Seeking $250 million in compensation, the lawsuit, launched by the Swiss foundation Accountability Now, was filed against US-Norwegian firms, such as TGS, which are suspected of being involved in bringing the explosive materials to the port.

Support groups for victims of the Beirut Port blast of Aug. 4, 2020 are taking legal actions against everyone responsible, including Lebanese politicians who have been trying muzzle judicial proceedings. (HRW photo)

“This lawsuit will help circumvent the muzzling of the Lebanese judiciary,” Zena Wakim, co-counsel to the plaintiffs and board president of Accountability Now, told Arab News.

“Through the powerful tool of discovery, the victims will unveil the network of corruption that made the blast possible. The politicians have filed removal requests against the judges who could have ruled over their motions to dismiss. They filed a claim against the Lebanese state for gross negligence of Judge Bitar,” effectively freezing the proceedings.

Wakim added: “Although the victims had all recognized the need to give the Lebanese judiciary a chance, they have now come to the conclusion that justice will never happen in Lebanon. Justice needs to be sought elsewhere, in any other possible jurisdiction, through whatever available legal avenues.”

The disregard shown by Lebanese authorities toward survivors and the families of victims manifests not only in the efforts to impede the investigation. Hasrouty recalls the struggle of trying to locate her father’s body, which took almost two weeks after the blast.
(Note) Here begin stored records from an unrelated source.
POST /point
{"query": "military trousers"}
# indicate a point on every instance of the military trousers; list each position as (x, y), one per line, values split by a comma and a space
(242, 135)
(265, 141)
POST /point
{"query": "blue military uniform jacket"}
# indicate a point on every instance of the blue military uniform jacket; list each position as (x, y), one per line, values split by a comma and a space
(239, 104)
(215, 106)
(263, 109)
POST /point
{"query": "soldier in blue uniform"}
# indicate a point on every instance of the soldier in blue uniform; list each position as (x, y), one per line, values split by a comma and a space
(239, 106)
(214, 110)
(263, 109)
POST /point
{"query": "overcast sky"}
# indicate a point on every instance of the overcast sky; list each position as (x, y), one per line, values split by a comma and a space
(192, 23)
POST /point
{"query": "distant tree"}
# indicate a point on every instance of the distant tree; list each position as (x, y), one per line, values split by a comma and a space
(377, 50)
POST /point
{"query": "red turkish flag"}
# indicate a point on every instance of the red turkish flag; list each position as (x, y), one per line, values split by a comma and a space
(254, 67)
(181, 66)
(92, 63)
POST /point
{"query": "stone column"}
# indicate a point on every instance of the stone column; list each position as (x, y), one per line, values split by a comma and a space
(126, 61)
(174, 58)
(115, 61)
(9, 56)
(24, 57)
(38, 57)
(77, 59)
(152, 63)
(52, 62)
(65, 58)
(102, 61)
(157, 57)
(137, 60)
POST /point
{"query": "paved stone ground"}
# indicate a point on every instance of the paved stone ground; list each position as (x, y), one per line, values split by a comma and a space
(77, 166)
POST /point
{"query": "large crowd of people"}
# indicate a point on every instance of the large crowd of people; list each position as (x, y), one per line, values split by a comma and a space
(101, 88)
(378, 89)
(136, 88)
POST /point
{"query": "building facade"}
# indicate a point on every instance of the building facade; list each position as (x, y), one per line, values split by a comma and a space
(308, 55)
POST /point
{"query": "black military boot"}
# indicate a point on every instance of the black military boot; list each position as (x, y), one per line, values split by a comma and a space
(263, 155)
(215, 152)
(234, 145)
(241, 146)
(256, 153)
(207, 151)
After several days, the Lebanese Army called off the search for Ghassan Hasrouty’s remains and those of other people lost in the rubble.

Tatiana Hasrouty and her father Ghassan who died in the blast. (Supplied)

“Nobody talked about them, the people who worked at the silos. The authorities did not want to search for them until we pressured them to,” Tatiana Hasrouty told Arab News.

“My brother was provided maps by my father’s colleagues who survived, and they worked day in, day out, trying to locate the bodies.

“We used to go to the port every day waiting for some news and to visit every hospital. On Aug. 18, my brother got the only official call saying that his DNA matched a body that was found. My father and six of his colleagues were under the rubble of the silos.”